About this item

Lizzie Murphy was good at baseball. In fact, she was better than most of the boys. But she was born in 1900, and back then baseball was not a game for girls. Lizzie practiced with her brother anyway, and then she talked her way onto the local boys' team, first as a batboy, then as a player. Everyone was impressed by her hard catches and fast pitches. By the time she turned fifteen, she was playing for two different amateur boys' teams. When she turned eighteen, Lizzie did something else that women weren't supposed to do: she signed up with a professional baseball team, determined to earn her living playing the game.



About the Author

Emily Arnold McCully

Emily Arnold McCully was born left-handed in Galesburg, Illinois. She was a dare-devil tree-climber and ball-player who loved to write stories and illustrate them. Her family moved to New York City and then to a suburb, where she attended school. After college at Brown University, she earned a Master's degree at Columbia University in art history.

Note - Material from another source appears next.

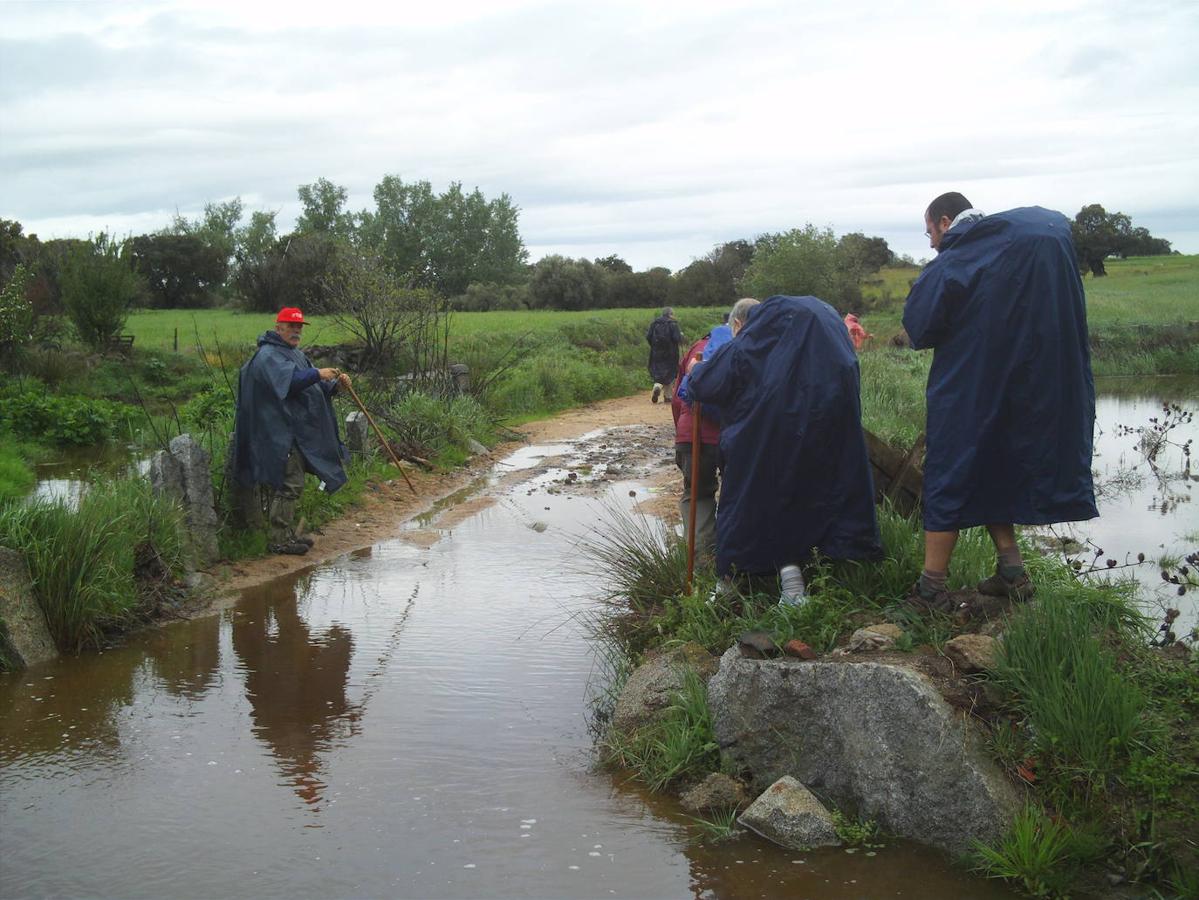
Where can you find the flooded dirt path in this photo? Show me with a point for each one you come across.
(408, 719)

She worked as a freelance illustrator for magazines, advertisements and book publishers until a radio station commissioned a series of posters showing children playing. The first appeared in subway cars, where it was seen by a children's book editor. It launched a long career, first as an illustrator, then as author/illustrator of picture books. McCully won a Caldecott Medal in 1993. She has two grown sons, one grandson and lives in New York City and Columbia County, N.Y., where she grows flowers and vegetables.